Lo Swan 36, testimone degli albori del poliestere nella nautica da diporto

Quando Pekka Koskenkylä decise di avviare il cantiere, la scelta del poliestere rinforzato con fibra di vetro era ancora una mossa audace. A quell'epoca, molti costruttori e navigatori rimanevano fedeli alle strutture in legno.

La collaborazione tra gli architetti navali Sparkman & Stephens e questa tecnologia emergente contribuisce all'evoluzione della costruzione navale. Lo Swan 36 diventa così uno dei testimoni del passaggio dai metodi tradizionali alla moderna industrializzazione delle barche a vela da crociera e da regata.

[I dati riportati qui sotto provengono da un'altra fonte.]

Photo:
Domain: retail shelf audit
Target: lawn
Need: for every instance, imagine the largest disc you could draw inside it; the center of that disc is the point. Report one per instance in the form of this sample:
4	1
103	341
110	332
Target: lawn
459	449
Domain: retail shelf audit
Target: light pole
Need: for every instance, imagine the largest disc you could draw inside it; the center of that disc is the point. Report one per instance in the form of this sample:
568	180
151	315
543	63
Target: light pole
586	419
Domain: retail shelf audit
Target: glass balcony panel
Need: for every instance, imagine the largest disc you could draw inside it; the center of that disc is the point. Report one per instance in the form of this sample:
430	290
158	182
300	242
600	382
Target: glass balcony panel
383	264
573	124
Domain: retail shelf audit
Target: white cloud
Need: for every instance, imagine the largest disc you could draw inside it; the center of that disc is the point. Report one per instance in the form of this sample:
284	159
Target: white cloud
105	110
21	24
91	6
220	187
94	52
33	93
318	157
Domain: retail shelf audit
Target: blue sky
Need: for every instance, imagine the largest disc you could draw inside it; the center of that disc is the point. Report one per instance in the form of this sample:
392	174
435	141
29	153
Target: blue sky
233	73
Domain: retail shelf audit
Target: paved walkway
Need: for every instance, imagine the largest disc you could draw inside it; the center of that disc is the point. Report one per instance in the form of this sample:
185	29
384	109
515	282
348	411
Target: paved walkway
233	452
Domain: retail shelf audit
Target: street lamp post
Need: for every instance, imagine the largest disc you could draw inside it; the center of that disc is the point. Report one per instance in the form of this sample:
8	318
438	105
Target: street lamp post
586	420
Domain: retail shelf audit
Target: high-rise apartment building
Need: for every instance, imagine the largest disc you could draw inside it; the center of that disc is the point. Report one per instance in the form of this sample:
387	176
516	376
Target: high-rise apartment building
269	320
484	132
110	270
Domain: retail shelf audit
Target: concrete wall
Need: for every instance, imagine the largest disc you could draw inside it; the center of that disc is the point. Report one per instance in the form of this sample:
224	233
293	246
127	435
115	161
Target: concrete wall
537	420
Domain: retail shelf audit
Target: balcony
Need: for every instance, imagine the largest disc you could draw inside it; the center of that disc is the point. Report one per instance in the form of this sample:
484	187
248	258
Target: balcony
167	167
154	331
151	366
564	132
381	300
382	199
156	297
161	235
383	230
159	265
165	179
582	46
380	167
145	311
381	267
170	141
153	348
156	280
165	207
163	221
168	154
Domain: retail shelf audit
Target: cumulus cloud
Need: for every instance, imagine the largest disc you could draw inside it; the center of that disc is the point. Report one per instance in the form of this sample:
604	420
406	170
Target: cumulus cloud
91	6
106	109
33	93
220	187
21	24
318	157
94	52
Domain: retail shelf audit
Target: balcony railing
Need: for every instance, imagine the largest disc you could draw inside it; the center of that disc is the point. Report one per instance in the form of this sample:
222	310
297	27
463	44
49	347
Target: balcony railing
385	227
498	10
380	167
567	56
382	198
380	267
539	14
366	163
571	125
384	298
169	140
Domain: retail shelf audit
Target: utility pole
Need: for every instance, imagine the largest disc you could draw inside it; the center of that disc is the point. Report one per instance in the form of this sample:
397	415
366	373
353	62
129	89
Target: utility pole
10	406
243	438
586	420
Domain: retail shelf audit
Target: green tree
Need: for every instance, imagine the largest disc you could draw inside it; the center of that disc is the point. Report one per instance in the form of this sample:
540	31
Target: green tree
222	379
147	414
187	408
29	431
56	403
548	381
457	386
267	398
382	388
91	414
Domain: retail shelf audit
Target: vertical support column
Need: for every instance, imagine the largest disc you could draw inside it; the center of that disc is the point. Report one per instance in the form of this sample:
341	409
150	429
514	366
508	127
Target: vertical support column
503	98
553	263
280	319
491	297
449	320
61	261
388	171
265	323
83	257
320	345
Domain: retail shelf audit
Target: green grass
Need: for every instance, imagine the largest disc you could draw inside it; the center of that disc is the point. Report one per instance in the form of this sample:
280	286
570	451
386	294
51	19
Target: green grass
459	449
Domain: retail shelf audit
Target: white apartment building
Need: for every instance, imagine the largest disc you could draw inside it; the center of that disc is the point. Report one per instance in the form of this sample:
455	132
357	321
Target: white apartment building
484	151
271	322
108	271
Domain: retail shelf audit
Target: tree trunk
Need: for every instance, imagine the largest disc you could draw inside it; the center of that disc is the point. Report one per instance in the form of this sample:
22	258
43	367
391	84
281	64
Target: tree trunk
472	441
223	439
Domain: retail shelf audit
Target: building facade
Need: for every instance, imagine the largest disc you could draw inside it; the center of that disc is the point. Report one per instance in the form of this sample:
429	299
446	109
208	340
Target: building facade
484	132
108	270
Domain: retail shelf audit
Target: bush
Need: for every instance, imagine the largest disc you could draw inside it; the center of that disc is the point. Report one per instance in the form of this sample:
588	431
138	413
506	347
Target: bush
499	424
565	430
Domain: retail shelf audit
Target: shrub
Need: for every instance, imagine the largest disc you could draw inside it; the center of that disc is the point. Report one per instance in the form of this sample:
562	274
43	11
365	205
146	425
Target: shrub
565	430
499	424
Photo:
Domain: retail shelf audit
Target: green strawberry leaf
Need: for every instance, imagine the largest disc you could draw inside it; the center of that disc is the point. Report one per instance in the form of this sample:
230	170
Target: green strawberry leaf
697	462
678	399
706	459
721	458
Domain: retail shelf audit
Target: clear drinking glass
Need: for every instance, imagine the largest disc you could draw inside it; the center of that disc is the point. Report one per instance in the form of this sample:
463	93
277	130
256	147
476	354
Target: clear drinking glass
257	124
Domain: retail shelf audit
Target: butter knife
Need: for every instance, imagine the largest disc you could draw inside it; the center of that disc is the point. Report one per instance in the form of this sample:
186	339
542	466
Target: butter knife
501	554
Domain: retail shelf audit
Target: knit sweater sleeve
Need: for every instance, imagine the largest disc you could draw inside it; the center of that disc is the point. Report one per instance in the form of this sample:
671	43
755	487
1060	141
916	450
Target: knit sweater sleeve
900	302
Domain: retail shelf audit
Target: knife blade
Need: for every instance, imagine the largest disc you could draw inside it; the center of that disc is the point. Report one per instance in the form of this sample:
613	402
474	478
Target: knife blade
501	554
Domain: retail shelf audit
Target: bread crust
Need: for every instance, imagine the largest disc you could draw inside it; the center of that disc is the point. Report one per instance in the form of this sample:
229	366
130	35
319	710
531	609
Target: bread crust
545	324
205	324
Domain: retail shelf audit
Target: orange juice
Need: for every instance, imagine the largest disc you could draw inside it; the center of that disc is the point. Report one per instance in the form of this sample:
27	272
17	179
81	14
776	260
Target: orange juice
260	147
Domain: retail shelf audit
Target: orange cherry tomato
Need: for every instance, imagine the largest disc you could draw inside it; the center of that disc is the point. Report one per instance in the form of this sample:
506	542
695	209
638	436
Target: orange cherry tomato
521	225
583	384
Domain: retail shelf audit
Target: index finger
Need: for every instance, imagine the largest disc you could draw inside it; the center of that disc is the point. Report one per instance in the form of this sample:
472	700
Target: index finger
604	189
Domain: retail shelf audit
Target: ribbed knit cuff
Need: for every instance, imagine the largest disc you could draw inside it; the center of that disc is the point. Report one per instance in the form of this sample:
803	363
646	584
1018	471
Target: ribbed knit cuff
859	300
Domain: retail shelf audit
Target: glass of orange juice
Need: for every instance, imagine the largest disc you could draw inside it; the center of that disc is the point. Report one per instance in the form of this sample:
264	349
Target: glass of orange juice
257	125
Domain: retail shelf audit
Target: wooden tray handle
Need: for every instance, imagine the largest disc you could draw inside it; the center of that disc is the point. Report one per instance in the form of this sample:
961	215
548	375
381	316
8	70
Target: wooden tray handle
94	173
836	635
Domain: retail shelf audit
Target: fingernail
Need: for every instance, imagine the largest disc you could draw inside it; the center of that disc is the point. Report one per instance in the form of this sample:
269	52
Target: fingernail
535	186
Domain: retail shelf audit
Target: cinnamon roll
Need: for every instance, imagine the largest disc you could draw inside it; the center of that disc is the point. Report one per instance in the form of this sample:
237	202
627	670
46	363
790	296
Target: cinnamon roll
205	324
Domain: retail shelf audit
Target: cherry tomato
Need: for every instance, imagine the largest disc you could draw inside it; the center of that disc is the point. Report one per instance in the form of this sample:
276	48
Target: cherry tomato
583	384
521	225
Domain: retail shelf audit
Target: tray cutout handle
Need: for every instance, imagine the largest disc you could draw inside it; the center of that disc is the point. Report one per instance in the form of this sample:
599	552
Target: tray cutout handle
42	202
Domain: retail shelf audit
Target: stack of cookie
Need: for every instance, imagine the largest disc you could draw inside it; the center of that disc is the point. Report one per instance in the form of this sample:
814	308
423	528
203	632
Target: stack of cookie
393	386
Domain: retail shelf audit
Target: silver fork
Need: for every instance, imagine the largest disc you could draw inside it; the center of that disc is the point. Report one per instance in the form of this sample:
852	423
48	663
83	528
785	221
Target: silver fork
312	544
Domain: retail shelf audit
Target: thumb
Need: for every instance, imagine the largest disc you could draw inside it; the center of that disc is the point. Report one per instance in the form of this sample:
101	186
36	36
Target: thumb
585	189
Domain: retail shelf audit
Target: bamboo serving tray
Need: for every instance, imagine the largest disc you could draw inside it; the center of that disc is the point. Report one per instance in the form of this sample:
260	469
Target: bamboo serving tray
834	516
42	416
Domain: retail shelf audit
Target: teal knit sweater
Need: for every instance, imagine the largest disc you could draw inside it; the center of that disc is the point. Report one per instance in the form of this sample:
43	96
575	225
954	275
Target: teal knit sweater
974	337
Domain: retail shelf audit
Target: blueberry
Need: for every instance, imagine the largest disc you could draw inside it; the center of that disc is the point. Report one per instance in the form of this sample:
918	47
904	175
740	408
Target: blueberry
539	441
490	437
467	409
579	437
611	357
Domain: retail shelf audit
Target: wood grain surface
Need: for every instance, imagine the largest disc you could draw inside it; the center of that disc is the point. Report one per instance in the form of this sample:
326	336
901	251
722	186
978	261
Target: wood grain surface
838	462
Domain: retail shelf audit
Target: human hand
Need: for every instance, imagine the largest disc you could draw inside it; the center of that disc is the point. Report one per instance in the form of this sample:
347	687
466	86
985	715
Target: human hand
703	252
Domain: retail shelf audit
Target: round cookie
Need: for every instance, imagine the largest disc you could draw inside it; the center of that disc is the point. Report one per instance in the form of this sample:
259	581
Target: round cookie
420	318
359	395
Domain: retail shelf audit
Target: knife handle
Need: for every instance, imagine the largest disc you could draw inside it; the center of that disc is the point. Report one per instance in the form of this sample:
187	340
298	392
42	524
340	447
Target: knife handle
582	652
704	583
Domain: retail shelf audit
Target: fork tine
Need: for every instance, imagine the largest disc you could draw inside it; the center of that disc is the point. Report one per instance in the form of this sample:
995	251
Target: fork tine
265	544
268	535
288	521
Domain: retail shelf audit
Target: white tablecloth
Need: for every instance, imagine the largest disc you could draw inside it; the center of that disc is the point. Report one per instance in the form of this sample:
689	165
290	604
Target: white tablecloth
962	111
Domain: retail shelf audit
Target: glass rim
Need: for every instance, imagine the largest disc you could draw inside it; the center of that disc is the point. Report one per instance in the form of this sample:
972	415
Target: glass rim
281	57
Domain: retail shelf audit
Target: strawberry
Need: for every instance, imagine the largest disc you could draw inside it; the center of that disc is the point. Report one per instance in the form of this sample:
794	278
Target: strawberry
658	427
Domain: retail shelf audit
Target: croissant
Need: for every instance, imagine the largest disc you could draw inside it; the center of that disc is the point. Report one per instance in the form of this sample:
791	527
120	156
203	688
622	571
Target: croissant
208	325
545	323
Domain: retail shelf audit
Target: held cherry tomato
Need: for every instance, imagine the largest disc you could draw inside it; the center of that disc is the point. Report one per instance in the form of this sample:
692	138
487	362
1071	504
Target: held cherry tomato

Per i diportisti di oggi, la Tarantella ricorda che molte delle barche a vela ancora presenti nei porti europei risalgono a quel periodo cruciale. Il loro valore risiede tanto nelle loro qualità nautiche quanto nel loro interesse storico-culturale.

Un programma di navigazione incentrato sulle grandi regate storiche

A differenza di molte barche a vela restaurate che finiscono rapidamente nei pontili dei musei o nei raduni statici, la Tarantella riprende un vero e proprio programma di navigazione. La barca a vela parteciperà in particolare alla Gotland Runt in Svezia, alla Rolex Swan Cup di Porto Cervo e alle Voiles de Saint Tropez nel 2026. Il suo itinerario prevede anche una tappa a Bonifacio. La Cowes Week è in programma per il 2027.

Questa iniziativa interessa direttamente i proprietari di yacht classici. Dimostra che una barca a vela storica conserva la sua vocazione originaria: navigare. Questi eventi offrono inoltre l'occasione di mettere alla prova imbarcazioni di valore storico nelle condizioni reali del mare, valorizzandone al contempo la storia presso un pubblico di navigatori.

Pietarsaari, un patrimonio marittimo che risale a diversi secoli fa

Il ritorno della Tarantella richiama l'attenzione anche sul suo porto d'origine. Ben prima della fondazione della Nautor Swan, la regione dell'Ostrobotnia vantava già una solida tradizione marittima. Gli archivi menzionano attività di costruzione navale già a partire dal XVI secolo. Nel XVII e XVIII secolo, questa parte della costa finlandese si affermò come uno dei principali centri di costruzione navale dell'Europa settentrionale.

Dal 1966, dai cantieri di Pietarsaari sono usciti circa 2.400 yacht. Al di là delle evoluzioni nel design, nei materiali e nelle dotazioni, il cantiere mette in risalto una continuità di savoir-faire tramandata di generazione in generazione. Questa dimensione ricorda che una barca a vela è spesso il prodotto di una cultura marittima locale tanto quanto di un'architettura navale.

Un'ambasciatrice galleggiante per i 60 anni di Nautor Swan

Nel 2026, Nautor Swan festeggerà i suoi 60 anni. Tarantella diventa uno dei simboli di questo anniversario, fungendo da trait d'union tra le origini del cantiere e la sua produzione attuale. Il progetto accompagna inoltre un periodo di transizione per l'azienda, segnato dall'arrivo di Gianguido Girotti alla direzione generale. Il ritorno in mare del primo Swan avviene quindi in un momento in cui il marchio cerca di richiamare le proprie radici pur proseguendo il proprio sviluppo.

L'interesse del progetto risiede soprattutto in questa dimostrazione concreta: una barca a vela progettata quasi sessant'anni fa può ancora partecipare a grandi regate, attraversare diversi bacini di navigazione europei e continuare a raccontare la storia della nautica da diporto moderna.